Cancer patients often suffer from immune deficiency, including a decrease in CD4+/CD8+ T cell ratio, especially during a long period of systemic chemotherapy [36]. In the present study, we found that there was a tendency of a decrease in CD4+/CD8+ T cell ratio after TRT in control group (P = 0.08) instead of in treatment group (Table 2). Thus, a reasonable explanation could be that radical TRT with conventional fractionation causes immune suppression in control group, and DCs/CIKs cytotherapy partially rescues immune suppression induced by TRT in treatment group.

Meanwhile, the current study detected other cytokines, such as IL-2 and IFN-γ in peripheral blood, which were supposed to play critical roles in specific immunological effects and promoting innate and adaptive immune responses [37]. The serum levels of IL-2 and IFN-γ did not change significantly after TRT in both groups (P > 0.05). Since the immune response is very complex in DC/CIK combined with TRT, further research is needed to reveal cytokine activity in the future.

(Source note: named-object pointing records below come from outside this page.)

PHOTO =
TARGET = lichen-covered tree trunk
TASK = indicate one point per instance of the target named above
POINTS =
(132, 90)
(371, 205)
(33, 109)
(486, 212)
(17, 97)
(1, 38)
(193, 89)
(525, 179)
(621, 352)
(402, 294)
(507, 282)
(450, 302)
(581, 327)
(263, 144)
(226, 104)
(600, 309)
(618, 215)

Given that irradiation-mediated immune responses alter the tumor micro-environment, more and more researches have explored that local radiation combined with CTLA-4 blockade [38] or PD-L1 blockade [39] could promote anti-tumor immunity. Our results also suggest that the combination of cytotherapy with TRT is a novel feasible application. It shows better clinical benefit, a good tolerance, minor PS change, and promotes the immunity to some extent. However, further studies are needed with larger sample sizes. In addition, due to the lack of randomization and thus possible bias (e.g. more wealth, better education, better supportive care in treatment group), activity needs to be further evaluated in a properly designed randomized trial. Standardized treatment schedule and detailed mechanism of DCs/CIKs combined with TRT should be elucidated in the ongoing research.

Conclusions

Our study confirms the efficiency and safety of the combination of DCs/CIKs cytotherapy with TRT in advanced NSCLC. Indeed, this novel strategy enhances immunity, improves ORR, prolongs mPFS, and barely changes PS, with no severe treatment-related side effects. It is therefore a feasible regimen for patients with advanced NSCLC.